Oxford is a rattling good yarn, if questionable history. One shocker follows another, all composed in tight, footnoted prose. Mr. Streitz, Director of the Oxford Institute, has been pursuing the truth about William Shakespeare for some six years and here disgorges most of everything he has learned. As noted above, he posits one surprise after another. This reviewer couldn’t put the book down.
First he insists that the seventeenth Earl of Oxford, Edward de Vere, was the Author and the barely educated, unsophisticated William Shakespeare only a convenient, contracted cover. Secondly he says that the thirteen year-old Elizabeth, soon to be the so-called Virgin Queen of England, was Oxford’s mother. (The 16th Earl conveniently died after the baby was christened.) Thomas Seymour, at the time husband of Katherine Parr, one of Henry VIII’s discards, supposedly fathered him.
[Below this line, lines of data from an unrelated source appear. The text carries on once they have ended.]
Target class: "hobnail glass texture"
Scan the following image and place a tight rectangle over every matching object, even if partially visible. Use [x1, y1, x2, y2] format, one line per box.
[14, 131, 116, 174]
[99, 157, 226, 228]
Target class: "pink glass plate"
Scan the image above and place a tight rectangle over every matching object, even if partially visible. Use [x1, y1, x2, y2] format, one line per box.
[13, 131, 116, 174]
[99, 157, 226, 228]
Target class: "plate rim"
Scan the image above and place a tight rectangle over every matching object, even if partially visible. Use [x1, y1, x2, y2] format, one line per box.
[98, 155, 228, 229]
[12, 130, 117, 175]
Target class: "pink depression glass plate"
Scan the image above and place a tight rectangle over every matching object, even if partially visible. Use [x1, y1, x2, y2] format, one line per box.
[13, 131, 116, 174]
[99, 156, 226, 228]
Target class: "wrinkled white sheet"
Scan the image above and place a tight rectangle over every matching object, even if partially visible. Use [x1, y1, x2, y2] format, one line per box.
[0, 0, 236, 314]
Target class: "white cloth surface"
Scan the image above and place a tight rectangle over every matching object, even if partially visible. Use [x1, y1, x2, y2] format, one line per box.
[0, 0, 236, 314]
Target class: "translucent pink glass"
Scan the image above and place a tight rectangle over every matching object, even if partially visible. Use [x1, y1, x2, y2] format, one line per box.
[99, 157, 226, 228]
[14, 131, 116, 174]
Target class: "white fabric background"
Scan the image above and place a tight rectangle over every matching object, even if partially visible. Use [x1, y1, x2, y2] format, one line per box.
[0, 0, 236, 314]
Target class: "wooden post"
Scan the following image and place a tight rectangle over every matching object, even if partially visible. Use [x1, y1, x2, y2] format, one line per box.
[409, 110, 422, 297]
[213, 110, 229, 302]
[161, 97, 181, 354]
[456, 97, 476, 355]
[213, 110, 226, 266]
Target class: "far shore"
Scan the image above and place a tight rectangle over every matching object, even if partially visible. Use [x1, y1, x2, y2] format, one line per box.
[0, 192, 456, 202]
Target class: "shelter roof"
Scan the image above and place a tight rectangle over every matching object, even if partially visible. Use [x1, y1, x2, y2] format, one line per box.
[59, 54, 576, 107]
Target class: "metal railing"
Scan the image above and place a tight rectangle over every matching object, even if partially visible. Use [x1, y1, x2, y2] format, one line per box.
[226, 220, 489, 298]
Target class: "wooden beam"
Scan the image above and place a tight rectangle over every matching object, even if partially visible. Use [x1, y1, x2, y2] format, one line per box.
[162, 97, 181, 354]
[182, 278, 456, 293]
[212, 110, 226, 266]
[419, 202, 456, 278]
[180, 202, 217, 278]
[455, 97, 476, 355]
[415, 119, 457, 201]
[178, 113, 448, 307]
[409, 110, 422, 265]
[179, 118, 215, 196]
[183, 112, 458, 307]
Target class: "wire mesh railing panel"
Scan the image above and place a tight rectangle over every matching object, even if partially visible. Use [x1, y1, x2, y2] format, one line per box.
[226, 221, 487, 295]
Next, Elizabeth supposedly had four more children by Robert Dudley, later to be the Earl of Leicester. Two were boys, both raised as children of nobility. Elizabeth’s councilor ordered one, Essex, executed for treason. Then Streitz advances the theory that Elizabeth seduced her own son, Oxford, the Author, and had a fifth child. This child of incest became the Earl of Southampton, a protégé of Oxford’s, and close to the Author.
Are you dizzy yet? How about the fact that Southampton was also an ancestor of Princess Diana? Thus the two current Princes are descendents of Oxford, the real William Shakespeare.
If acknowledged to the English public, Oxford and each of the other three illegitimate but male Tudors would be preferable as the next king to the Scot son of the Catholic Bloody Mary. But Elizabeth dithered and died without changing the succession. After the coronation of James Stuart, the oldest son, Oxford, may have escaped to the Isle of Mann and continued his writing. Certainly, since Streitz gives Oxford credit for most of the Elizabethan and some post-Elizabethan canon, whether ever credited to Shakespeare or not, the Author needs every day beyond Oxford’s reputed death that the revisionist can give him.
This progression of hard-to swallow assertions is fiercely argued with the aid of quotes from ancient documents, impressive research, and textual interpretations of the Author’s words. Dignitaries, including Supreme Court justices, testify to the good sense of Oxford’s candidacy as the Author. A fine index and an impressive bibliography support the arguments. As one reads, Streitz carries one along.
Over four hundred years, the lack of newspapers, general illiteracy, and a fierce, feudal government that squashed gossip have rolled a hard to penetrate blanket over the events of the late sixteenth century. Will we ever know? Mr. Streitz hopes that at some time the Author’s original manuscripts will be found in some cobwebbed closet and, lo, the handwriting will be Oxford’s! Will a confession of Queen Elizabeth’s lust be found in Westminster Cathedral?
In the meantime, calumny flies. The Folger Shakespeare Library “has destroyed its reputation…” “Those in high academic positions have suppressed a full investigation…and slandered those who dissented…” In return, Harold Bloom, Shakespeare Professor at Yale is quoted as saying, “Oxfordians are the sub-literary equivalent of the sub-religious Scientologists. You don’t want to argue with them, as they are dogmatic and abusive.”
If you are not pre-committed to one side or the other, all this is fun. Recommended reading.